The sandy beaches of Otago in the deep south of New Zealand have turned blood red after millions of squat lobster died in a series of mass strandings.

Locals in the small coastal communities of Broad Bay and Edwards Bay, who have seen whole swaths of coastline saturated in colour, reported the phenomenon to the national broadcaster this week.

Dr John Zeldis, a marine ecologist at the National Centre for Water and Atmospheric Science, said the red tinge was produced by the corpses of munida gregaria. The crustaceans cling to the sand at high tide – an instinctive “settling” behaviour for breeding – and then perish when the low tide retreats.

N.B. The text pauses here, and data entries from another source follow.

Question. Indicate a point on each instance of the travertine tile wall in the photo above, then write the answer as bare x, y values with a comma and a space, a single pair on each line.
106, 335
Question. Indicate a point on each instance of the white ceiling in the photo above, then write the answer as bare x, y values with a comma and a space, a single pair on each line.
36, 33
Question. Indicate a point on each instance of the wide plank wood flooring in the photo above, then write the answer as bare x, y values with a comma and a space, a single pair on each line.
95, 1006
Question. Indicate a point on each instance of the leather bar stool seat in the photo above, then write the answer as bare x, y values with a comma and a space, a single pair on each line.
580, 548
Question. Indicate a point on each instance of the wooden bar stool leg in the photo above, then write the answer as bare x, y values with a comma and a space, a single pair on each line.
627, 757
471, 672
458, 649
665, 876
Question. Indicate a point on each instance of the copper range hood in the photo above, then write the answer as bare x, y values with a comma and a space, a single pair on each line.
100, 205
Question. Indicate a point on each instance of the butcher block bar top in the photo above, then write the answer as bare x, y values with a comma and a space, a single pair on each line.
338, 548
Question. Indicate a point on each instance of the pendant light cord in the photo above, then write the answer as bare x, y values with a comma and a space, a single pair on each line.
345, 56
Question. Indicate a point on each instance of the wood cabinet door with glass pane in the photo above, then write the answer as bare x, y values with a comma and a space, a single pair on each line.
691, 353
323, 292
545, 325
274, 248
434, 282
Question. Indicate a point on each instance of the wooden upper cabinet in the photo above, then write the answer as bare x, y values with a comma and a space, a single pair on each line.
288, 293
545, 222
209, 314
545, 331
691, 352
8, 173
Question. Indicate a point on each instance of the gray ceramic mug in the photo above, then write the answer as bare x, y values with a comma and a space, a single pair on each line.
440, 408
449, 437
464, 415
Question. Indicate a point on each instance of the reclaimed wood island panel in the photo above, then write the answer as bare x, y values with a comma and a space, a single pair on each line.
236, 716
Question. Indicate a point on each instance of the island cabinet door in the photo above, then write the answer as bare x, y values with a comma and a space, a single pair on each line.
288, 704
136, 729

Over the decades Zeldis has seen patches of dead squat lobster 20-30cm thick, landing on Otago beaches any time from December through to June, and extending as far south as the Catlins and as far north as Banks Penninsula.

This year local people have reported numerous beaches turning red, meaning that adult squat lobster are refusing to give up their breeding grounds on the seafloor.

This leaves millions of teenage squat lobster with nowhere to breed. The strong instinct to settle and “cling” to surfaces leads to their demise.

“The settling behaviour is critical to their life cycle,” said Zeldis, who studied the Dunedin creatures for six years, saying he was drawn to their unusual habits.

“If they try to settle into the niche of adults that aren’t ready to move on, there’s a whole lot of aggression that goes on,” he said.

“Eventually they settle on to the bottom of the sea 30-40m deep, and they live there for the next couple of years. That’s where they spawn and make the next generation so that behaviour of wanting to settle is innate.”

Although people are sometimes alarmed by the vivid red of the dying animals, Zeldis said the dead squat lobster represented a “tiny” fraction of the overall population, which remained healthy despite a planet – and ocean – in flux.

“They have so many interesting and fascinating aspects of their lives … appearing on the beaches is just the most visible part the public see.”